Do you happen to know if Python and numpy guarantee reliability when upgrading to new versions?
Looks like https://docs.scipy.org/doc/numpy-1.14.0/reference/generated/numpy.random.RandomState.html has explicit guarantees which seem stronger than calling into random directly. I don't feel too strongly about this but could be worth switching to that...
Specifically, it's possible that a library that we import calls random unknowingly to us, or change when/whether they call random in a version upgrade. Using an explicit RandomState would relieve us of that (tiny) risk of non-determinism when upgrading dependencies.
Did you test that both build_tfrecords.py and build_label_maps.py now generate the same results when the seed is fixed?
Yes.
Do you happen to know if Python and numpy guarantee reliability when upgrading to new versions?
Not sure.
Specifically, it's possible that a library that we import calls random unknowingly to us, or change when/whether they call random in a version upgrade. Using an explicit RandomState would relieve us of that (tiny) risk of non-determinism when upgrading dependencies.
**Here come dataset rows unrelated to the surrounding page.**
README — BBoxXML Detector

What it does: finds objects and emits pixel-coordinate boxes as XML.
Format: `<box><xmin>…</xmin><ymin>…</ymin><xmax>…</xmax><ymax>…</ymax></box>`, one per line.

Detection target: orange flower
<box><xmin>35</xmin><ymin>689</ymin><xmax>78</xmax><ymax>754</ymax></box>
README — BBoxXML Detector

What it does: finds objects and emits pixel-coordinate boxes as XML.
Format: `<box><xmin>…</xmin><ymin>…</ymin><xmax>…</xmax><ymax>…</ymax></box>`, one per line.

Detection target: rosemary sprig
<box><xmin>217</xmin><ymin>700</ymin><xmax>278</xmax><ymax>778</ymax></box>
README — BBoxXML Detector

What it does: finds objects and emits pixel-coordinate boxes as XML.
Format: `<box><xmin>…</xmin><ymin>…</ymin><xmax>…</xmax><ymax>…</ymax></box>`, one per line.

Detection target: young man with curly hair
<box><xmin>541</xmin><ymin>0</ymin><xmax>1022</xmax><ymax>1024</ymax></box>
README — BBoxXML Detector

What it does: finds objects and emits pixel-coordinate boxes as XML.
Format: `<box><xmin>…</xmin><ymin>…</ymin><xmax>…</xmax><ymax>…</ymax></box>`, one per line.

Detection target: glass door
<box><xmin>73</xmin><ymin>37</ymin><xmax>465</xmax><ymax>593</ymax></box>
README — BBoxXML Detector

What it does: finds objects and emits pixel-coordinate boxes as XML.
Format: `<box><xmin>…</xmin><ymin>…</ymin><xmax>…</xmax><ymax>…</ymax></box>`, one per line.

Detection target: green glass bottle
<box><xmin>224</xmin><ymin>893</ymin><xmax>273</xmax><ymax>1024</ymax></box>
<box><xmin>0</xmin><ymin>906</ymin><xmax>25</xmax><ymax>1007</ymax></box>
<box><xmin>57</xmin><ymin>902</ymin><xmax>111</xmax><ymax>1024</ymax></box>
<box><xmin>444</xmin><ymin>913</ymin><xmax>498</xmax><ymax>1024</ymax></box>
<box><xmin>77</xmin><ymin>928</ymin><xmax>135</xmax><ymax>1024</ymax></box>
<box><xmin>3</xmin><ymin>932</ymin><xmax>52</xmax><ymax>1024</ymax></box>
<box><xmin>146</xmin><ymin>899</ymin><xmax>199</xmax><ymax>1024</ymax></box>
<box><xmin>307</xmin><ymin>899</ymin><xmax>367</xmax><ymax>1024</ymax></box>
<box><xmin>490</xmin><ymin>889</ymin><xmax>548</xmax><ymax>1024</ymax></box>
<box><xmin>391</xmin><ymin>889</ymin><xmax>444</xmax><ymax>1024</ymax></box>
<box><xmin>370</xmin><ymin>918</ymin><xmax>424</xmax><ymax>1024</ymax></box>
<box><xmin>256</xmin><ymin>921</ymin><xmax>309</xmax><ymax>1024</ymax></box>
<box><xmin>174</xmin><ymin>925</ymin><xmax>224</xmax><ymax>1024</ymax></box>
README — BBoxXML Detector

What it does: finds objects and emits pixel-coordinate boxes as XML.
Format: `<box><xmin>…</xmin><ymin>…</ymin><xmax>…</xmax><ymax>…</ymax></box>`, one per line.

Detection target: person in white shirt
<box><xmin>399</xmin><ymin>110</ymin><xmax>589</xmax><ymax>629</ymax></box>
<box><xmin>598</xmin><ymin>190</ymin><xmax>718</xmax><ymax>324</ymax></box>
Ok, will make this change.
Ok, pushed a commit to switch to np.random.RandomState
. The semantics in build_label_maps.py
changed because of switching from random.sample
to np.random.choice
, PTAthoroughL.
Resolves #17 and #18. It was impossible to use the existing label maps because the datasets needed to be downloaded, which necessitated creating new label maps. Instead, we should just make the dataset and label map creation processes deterministic by manually setting seeds. This involved changing the README to include label map creation, so I also fixed #18 which specified ImageNet 32x32 creation in the wrong order.